During the first quarter of 2024, the fair value of the disposal group was updated based on working capital adjustments, cash flow assumptions, and changes in discount rates. This updated assessment resulted in an estimated fair value of $227 million as of March 31, 2024, which consists of $186 million related to fair value of retained interest in Beko Europe B.V. ("Beko") and $41 million of proceeds from the sale of our Middle East and North Africa ("MENA") business.
Subsequent to closing of the transaction, the Company holds an equity interest of 25% in Beko. The fair value of the investment in Beko at the date of deconsolidation was calculated based on a discounted cash flow analysis and multiple market data points (Level 3 input), resulting in a fair value of $186 million. The discounted cash flow analysis utilized a discount rate of 15.5%.
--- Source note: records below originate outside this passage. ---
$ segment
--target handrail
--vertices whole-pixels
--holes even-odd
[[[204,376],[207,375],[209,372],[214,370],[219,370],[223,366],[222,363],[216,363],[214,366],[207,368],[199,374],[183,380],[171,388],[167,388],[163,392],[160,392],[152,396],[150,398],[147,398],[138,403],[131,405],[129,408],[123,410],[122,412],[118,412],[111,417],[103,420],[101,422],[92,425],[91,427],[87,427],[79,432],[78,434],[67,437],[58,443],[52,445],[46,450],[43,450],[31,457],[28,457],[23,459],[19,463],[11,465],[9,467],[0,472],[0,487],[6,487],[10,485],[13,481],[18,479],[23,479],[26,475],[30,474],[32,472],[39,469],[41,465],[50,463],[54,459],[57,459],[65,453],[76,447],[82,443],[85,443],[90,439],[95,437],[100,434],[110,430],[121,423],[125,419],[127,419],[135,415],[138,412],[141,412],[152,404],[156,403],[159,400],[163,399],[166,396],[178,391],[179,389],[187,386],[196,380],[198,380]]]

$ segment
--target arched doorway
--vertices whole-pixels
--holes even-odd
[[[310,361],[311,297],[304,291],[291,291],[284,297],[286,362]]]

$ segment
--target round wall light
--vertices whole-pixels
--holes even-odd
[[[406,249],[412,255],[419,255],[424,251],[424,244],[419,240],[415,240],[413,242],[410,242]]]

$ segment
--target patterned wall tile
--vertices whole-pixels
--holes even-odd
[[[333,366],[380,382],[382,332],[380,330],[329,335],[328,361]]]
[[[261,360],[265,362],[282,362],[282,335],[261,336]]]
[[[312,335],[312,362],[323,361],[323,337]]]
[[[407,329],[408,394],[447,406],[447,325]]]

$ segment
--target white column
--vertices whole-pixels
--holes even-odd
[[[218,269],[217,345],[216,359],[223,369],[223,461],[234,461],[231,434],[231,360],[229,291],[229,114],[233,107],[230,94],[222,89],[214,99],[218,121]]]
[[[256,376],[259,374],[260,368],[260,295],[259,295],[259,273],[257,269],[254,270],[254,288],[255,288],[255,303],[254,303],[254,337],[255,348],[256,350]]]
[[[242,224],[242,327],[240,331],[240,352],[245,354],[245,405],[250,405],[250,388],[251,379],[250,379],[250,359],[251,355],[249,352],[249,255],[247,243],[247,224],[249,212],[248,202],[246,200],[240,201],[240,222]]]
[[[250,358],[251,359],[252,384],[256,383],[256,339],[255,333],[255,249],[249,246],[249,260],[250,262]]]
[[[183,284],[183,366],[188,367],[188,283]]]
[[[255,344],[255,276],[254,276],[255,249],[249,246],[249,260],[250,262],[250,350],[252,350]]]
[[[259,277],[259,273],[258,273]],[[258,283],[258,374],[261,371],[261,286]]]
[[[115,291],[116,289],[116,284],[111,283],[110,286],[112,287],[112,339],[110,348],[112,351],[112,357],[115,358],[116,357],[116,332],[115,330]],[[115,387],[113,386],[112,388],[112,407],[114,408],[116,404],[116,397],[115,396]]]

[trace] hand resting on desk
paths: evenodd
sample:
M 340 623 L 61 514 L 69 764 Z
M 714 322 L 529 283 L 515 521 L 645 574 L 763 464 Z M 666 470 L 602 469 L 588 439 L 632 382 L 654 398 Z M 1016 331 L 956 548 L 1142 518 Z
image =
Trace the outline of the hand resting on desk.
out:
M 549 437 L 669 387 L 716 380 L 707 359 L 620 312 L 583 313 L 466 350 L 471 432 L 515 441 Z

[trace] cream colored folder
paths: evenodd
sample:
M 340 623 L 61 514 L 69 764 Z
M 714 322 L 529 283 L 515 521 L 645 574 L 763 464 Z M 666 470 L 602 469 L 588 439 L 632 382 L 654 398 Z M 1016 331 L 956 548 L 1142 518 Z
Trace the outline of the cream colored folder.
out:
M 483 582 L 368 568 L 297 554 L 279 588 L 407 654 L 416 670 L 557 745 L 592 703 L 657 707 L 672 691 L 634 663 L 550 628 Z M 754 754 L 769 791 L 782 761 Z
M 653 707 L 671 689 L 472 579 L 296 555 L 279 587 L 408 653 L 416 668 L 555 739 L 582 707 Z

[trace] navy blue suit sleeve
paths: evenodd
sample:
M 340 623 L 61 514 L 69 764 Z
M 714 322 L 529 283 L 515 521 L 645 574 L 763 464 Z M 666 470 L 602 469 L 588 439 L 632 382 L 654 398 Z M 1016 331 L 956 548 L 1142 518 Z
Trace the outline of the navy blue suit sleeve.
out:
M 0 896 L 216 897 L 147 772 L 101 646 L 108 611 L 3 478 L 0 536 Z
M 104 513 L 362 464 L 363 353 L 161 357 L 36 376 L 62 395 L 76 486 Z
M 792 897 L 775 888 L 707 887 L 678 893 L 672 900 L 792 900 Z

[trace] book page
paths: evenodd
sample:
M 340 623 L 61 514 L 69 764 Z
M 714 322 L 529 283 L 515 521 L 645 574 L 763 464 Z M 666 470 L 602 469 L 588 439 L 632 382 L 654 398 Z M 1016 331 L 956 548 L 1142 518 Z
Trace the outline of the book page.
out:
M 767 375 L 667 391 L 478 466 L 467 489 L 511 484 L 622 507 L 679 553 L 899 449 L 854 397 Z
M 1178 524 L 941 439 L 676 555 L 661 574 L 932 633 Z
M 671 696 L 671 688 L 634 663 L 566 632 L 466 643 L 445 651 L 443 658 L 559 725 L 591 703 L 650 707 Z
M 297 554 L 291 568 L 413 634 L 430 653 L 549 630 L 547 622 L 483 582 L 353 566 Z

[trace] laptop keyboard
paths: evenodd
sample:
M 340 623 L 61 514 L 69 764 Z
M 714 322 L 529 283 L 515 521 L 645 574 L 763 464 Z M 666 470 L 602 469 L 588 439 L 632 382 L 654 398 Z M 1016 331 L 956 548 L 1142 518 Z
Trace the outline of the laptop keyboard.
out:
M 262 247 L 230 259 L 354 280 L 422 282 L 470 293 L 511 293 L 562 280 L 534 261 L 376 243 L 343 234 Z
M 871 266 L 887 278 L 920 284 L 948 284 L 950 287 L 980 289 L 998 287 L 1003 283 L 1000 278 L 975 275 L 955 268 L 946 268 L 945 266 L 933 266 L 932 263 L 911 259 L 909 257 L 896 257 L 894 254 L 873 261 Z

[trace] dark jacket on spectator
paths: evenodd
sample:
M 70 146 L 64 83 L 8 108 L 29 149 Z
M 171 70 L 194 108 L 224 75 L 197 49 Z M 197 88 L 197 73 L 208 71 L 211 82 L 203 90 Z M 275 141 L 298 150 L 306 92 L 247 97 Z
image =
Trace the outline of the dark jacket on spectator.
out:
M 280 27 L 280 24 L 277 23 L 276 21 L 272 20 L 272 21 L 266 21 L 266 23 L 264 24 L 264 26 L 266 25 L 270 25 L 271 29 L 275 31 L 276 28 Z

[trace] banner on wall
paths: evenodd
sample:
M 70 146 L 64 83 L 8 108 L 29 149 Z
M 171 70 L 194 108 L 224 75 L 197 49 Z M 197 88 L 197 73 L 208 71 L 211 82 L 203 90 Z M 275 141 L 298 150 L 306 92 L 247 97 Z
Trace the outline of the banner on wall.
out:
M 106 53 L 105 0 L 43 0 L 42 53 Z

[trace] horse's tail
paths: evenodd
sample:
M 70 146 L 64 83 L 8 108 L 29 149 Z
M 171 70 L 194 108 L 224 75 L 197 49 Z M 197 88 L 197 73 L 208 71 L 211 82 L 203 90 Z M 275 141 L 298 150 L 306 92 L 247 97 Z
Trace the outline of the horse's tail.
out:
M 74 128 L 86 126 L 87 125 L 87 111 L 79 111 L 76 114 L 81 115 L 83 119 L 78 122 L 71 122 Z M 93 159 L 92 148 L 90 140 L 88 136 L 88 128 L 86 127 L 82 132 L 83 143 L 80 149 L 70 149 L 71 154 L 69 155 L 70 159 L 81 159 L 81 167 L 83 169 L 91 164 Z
During the twelve months ended December 31, 2024, we recorded a loss of $298 million to the loss on sale and disposal of businesses. The transaction closed on April 1, 2024 and no material fair value adjustments were recorded during the twelve months ended December 31, 2024 related to the contribution of our Europe major domestic appliance business. The loss of $298 million recorded during the twelve months December 31, 2024 reflects reassessment of the fair value less costs to sell of the disposal group, provisions for tax related indemnities and transaction costs.
See Note 16 to the Consolidated Financial Statements for additional information.
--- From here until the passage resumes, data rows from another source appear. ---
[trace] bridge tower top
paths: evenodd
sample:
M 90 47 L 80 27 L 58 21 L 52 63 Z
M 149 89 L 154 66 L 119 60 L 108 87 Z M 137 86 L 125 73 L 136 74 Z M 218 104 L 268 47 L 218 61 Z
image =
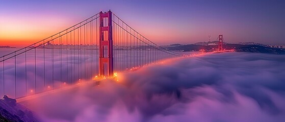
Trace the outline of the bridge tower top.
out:
M 223 35 L 219 35 L 219 51 L 221 51 L 223 50 Z
M 99 75 L 100 76 L 106 75 L 112 76 L 113 75 L 113 56 L 112 12 L 109 11 L 103 13 L 101 11 L 99 15 Z

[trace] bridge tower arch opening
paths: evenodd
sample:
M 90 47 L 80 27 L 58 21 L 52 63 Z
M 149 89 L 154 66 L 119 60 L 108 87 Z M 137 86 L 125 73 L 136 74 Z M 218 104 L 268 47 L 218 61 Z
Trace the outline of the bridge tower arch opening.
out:
M 218 50 L 221 51 L 223 50 L 223 35 L 219 35 L 219 42 L 218 42 Z
M 113 37 L 112 12 L 99 13 L 100 33 L 99 51 L 99 76 L 113 76 Z

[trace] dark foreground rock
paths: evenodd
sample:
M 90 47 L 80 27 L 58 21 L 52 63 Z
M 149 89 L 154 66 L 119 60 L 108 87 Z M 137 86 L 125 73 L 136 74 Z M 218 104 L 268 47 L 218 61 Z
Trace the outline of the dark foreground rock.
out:
M 39 121 L 33 112 L 16 100 L 4 96 L 0 99 L 0 121 Z

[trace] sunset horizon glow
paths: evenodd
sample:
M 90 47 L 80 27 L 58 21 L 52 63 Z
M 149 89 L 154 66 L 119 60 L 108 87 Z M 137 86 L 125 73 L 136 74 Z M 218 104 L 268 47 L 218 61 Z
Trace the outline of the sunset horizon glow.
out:
M 0 1 L 0 46 L 24 47 L 111 10 L 160 45 L 215 41 L 283 44 L 283 2 Z M 147 7 L 145 7 L 147 6 Z

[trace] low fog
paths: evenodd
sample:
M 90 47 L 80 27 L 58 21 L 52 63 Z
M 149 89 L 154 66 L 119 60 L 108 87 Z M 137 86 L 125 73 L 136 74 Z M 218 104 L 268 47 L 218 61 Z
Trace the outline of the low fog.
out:
M 285 55 L 177 58 L 28 102 L 43 121 L 284 121 Z

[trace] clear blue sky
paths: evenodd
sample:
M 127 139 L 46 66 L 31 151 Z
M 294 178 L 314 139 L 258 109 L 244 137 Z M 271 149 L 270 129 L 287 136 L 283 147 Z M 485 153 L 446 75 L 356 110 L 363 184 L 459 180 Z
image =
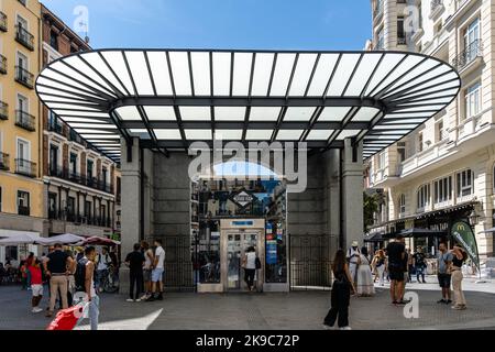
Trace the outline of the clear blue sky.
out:
M 371 37 L 370 0 L 42 2 L 70 28 L 87 7 L 94 48 L 362 50 Z

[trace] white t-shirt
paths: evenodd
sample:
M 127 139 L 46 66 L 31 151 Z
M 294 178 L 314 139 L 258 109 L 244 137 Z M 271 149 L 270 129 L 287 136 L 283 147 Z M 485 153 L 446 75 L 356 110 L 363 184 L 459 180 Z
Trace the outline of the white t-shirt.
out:
M 256 268 L 256 253 L 250 252 L 245 254 L 246 256 L 246 263 L 245 268 Z
M 165 251 L 162 246 L 158 246 L 155 251 L 155 256 L 158 260 L 156 264 L 156 268 L 163 268 L 163 264 L 165 263 Z

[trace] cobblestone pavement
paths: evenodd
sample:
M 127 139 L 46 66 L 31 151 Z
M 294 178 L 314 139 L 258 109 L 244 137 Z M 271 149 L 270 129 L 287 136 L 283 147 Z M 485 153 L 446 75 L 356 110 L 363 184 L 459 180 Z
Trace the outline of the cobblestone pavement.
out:
M 495 329 L 495 283 L 466 279 L 469 309 L 439 305 L 431 284 L 408 285 L 419 296 L 419 318 L 406 319 L 404 308 L 389 304 L 387 286 L 371 298 L 353 297 L 353 329 Z M 482 292 L 475 292 L 482 290 Z M 330 305 L 329 292 L 290 294 L 166 294 L 163 301 L 127 302 L 123 295 L 102 295 L 102 330 L 319 330 Z M 30 294 L 20 287 L 0 287 L 0 329 L 45 329 L 50 319 L 32 315 Z M 46 307 L 46 298 L 42 306 Z M 87 329 L 82 326 L 80 329 Z

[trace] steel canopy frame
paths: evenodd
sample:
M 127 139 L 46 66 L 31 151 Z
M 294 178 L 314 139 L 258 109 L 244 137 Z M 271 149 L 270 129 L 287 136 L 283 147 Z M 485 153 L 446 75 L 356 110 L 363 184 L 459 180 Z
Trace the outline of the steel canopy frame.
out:
M 404 52 L 100 50 L 58 58 L 36 79 L 46 107 L 120 161 L 120 138 L 168 154 L 195 141 L 363 142 L 370 157 L 446 109 L 461 80 Z

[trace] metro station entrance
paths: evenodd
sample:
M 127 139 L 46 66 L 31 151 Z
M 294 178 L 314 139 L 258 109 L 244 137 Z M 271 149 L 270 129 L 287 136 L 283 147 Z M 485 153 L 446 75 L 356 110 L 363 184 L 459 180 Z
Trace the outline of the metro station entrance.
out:
M 221 254 L 222 267 L 221 285 L 223 292 L 246 292 L 248 284 L 244 279 L 242 260 L 248 249 L 253 246 L 256 256 L 262 263 L 262 268 L 256 271 L 254 288 L 263 290 L 264 283 L 264 252 L 265 252 L 265 220 L 221 220 Z M 245 228 L 243 228 L 245 227 Z

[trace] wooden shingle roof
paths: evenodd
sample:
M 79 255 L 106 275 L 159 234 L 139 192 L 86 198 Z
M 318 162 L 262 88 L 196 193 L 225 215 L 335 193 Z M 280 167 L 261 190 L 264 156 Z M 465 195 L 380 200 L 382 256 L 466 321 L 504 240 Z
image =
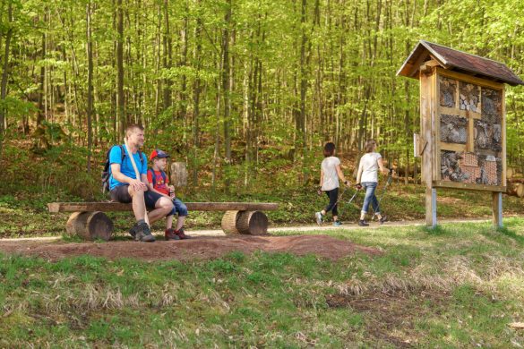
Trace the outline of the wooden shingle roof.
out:
M 511 86 L 524 85 L 524 81 L 517 74 L 500 62 L 425 40 L 420 40 L 415 49 L 411 51 L 409 56 L 397 72 L 397 75 L 418 79 L 420 65 L 432 58 L 444 69 L 465 72 L 496 82 L 505 82 Z

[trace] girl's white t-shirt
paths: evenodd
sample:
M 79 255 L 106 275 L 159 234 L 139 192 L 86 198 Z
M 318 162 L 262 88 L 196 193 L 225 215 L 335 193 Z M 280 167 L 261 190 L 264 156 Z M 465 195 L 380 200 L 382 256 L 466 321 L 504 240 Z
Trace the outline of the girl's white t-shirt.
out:
M 360 157 L 358 171 L 362 168 L 360 183 L 374 182 L 378 183 L 378 159 L 382 156 L 379 153 L 366 153 Z
M 321 168 L 324 174 L 322 186 L 323 192 L 332 191 L 339 188 L 339 174 L 337 174 L 337 165 L 340 165 L 340 160 L 337 157 L 324 157 Z

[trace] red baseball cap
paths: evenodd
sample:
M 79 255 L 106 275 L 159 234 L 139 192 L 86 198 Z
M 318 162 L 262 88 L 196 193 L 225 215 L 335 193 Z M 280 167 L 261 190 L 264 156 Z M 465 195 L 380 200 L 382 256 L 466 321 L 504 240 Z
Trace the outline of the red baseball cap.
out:
M 164 158 L 164 157 L 171 157 L 169 156 L 169 154 L 168 154 L 167 152 L 165 152 L 163 150 L 154 149 L 151 152 L 151 155 L 150 157 L 150 161 L 152 161 L 152 159 L 155 157 Z

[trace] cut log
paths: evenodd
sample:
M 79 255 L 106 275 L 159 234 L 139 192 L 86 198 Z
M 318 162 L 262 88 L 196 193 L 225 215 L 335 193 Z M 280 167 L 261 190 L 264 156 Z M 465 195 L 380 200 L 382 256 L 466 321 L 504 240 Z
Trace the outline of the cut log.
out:
M 236 222 L 240 234 L 250 235 L 268 234 L 268 217 L 261 211 L 243 211 Z
M 226 211 L 224 216 L 222 217 L 222 230 L 226 234 L 240 234 L 238 229 L 236 229 L 236 224 L 238 222 L 238 218 L 240 218 L 240 213 L 242 211 Z
M 65 230 L 70 235 L 78 235 L 83 240 L 108 241 L 113 234 L 113 222 L 103 212 L 74 212 Z
M 506 193 L 511 196 L 524 198 L 524 184 L 521 183 L 508 183 L 508 190 Z
M 187 185 L 187 168 L 185 162 L 174 162 L 171 164 L 171 184 L 176 188 Z
M 271 202 L 185 202 L 190 211 L 256 211 L 273 210 L 279 204 Z M 132 204 L 120 202 L 52 202 L 47 204 L 49 212 L 80 211 L 132 211 Z

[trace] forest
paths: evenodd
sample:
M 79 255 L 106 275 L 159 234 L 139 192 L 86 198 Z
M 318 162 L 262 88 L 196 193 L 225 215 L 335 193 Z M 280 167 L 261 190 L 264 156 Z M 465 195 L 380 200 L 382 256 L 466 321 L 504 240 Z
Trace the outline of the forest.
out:
M 131 123 L 146 127 L 146 153 L 186 162 L 193 188 L 265 187 L 270 177 L 309 185 L 323 142 L 356 158 L 369 138 L 417 181 L 418 81 L 396 72 L 418 40 L 520 76 L 524 61 L 522 1 L 2 0 L 0 9 L 0 161 L 25 174 L 4 192 L 24 178 L 93 196 L 107 149 Z M 508 86 L 506 106 L 508 164 L 522 167 L 524 90 Z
*Whirlpool prior ownership of the Hotpoint brand in the EMEA and Asia Pacific regions was not affiliated with the Hotpoint brand sold in the Americas.
InSinkErator Acquisition
On October 31, 2022, we completed the acquisition of the InSinkErator business pursuant to the terms of the purchase agreement with Emerson Electric Co. The acquisition was accounted for as a business combination under the acquisition method of accounting. This requires allocation of the purchase price to the estimated fair values of the identifiable assets acquired and liabilities assumed, including goodwill and other intangible assets. The Company finalized third-party valuations for the purchase price allocation and the measurement period for any further purchase accounting adjustment has elapsed.
See Note 16 to the Consolidated Financial Statements for additional information.
Russia Sale Transaction
During the second quarter of 2022, we entered into an agreement to sell our Russia business. We classified this disposal group as held for sale with a fair value of zero. Fair value, which is less than the carrying amount of the Russia business, was estimated based on purchase price which includes contingent consideration based on future business and other conditions (Level 2 input). We recorded an impairment charge of $333 million for the write-down of the net assets to their fair value.
See Note 16 to the Consolidated Financial Statements for additional information.
Other Fair Value Measurements
The fair value of long-term debt (including current maturities) was $6.2 billion and $6.9 billion at December 31, 2024 and 2023, respectively, and was estimated using a discounted cash flow analysis based on incremental borrowing rates for similar types of borrowing arrangements (Level 2 input).